Several states in the Caspian region, including the five littoral states of the Caspian Sea, namely the Islamic Republic of Iran, Turkmenistan, Kazakhstan, the Russian Federation, and the Republic of Azerbaijan use ad hoc diplomatic relations to build trust and goodwill as well as to boost the bargaining power of their governments.

Generally, the focus is to establish, design, and amend regional and international rules about the world system and the littoral states.

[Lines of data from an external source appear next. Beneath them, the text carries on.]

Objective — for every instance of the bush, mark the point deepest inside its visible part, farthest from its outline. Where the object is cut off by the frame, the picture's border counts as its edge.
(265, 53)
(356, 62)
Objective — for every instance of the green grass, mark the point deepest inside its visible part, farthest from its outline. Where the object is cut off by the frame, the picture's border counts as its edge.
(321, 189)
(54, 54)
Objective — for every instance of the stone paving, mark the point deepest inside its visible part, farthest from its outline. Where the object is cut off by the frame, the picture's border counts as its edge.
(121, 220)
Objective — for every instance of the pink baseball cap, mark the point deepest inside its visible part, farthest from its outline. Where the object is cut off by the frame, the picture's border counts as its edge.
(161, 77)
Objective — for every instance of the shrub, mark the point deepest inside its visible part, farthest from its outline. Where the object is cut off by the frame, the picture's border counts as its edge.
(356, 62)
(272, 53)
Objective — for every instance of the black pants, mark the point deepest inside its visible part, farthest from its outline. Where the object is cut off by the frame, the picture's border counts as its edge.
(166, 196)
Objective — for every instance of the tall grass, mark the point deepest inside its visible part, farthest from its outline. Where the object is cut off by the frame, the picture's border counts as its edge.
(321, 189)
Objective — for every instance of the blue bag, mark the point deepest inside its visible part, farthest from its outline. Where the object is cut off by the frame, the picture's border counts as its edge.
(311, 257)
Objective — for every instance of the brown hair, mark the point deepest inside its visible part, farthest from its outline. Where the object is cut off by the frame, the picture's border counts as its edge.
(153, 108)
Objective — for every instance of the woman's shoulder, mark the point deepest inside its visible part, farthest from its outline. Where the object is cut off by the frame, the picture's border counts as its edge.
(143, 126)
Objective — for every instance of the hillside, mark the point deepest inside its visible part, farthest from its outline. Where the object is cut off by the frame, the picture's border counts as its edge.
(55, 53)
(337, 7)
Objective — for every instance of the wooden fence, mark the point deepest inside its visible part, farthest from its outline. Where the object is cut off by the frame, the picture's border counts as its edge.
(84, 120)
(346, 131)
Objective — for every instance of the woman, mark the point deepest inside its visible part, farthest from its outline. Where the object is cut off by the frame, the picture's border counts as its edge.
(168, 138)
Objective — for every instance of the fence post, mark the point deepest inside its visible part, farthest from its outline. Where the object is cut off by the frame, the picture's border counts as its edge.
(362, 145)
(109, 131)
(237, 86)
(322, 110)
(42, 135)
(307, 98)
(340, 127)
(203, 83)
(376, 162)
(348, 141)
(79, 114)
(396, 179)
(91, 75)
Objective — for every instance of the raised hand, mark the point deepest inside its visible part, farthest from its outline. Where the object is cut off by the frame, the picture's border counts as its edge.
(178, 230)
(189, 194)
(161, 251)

Mechanisms include hard power, soft power, and smart power to achieve hard security, soft security, and smart security.

== Summits ==

Diplomatic processes include repeated summits over the centuries:

- Treaty of Turkmenchay, 1828 - The first diplomatic effort, the treaty barred Iran from deploying military ships in the Caspian Sea.
- Ashgabat, 2002 - The first Caspian Sea Summit was held in Ashgabat, Turkmenistan, in April 2003. Items included combating pollution and the protecting the water in the Caspian Sea.
- Tehran, 2007 - The next summit was held in Tehran and ended with the signing of the Caspian Environment Convention. This was the first international law document related to the Caspian Sea, approved and implemented by the legislatures of the five littoral states. The meeting agreed on general principles of fisheries, protection of the Caspian Sea, and shipping from littoral countries. A memorandum of understanding on security and military cooperation aimed at fighting terrorism and extremism was also negotiated.
- Baku, 2010 - On November 18, 2010, the group met in Baku. It achieved the signing of the Security and Military Cooperation Agreement.
- Astrakhan, 2014 - The fourth summit was held in 2014 in Astrakhan, in the Russian Federation. It resulted in three agreements:
  - Protection and optimal use of water resources
  - Weather
  - Prevention and response to emergencies.
- Nur-Sultan, 2017 - The Astana Summit was held at the foreign minister level in 2017. Although the foreign ministers had sufficient authority to coordinate some parts of the Caspian Sea Convention, disagreement on some key issues led to adjournment to the following year. Issues included the division of the Caspian Sea into national sections, construction of pipelines across the seabed, and the navigational situation.
- Aktau, 2018 - The meeting in 2018 in Aktau, Kazakhstan reached an agreement on the forms of exploitation of the Caspian Sea, and the water and coastal boundaries between the five states. The agreement had 24 articles. Among the more important were:
  - Article 1: A warship belonging to peacekeeping forces must have the insignia of one of the five states and be under the command of an officer formally appointed by that government.
  - Article 2: Sovereignty, sovereign rights, monopoly and jurisdiction will be exercised in the Caspian Sea. The Convention set out the rights and obligations of the parties, including the waters, water bed, subsoil, natural resources, and airspace above the sea.
  - Article 5: The Caspian Sea water area is divided into inland waters, territorial waters, fishing areas, and common sea areas.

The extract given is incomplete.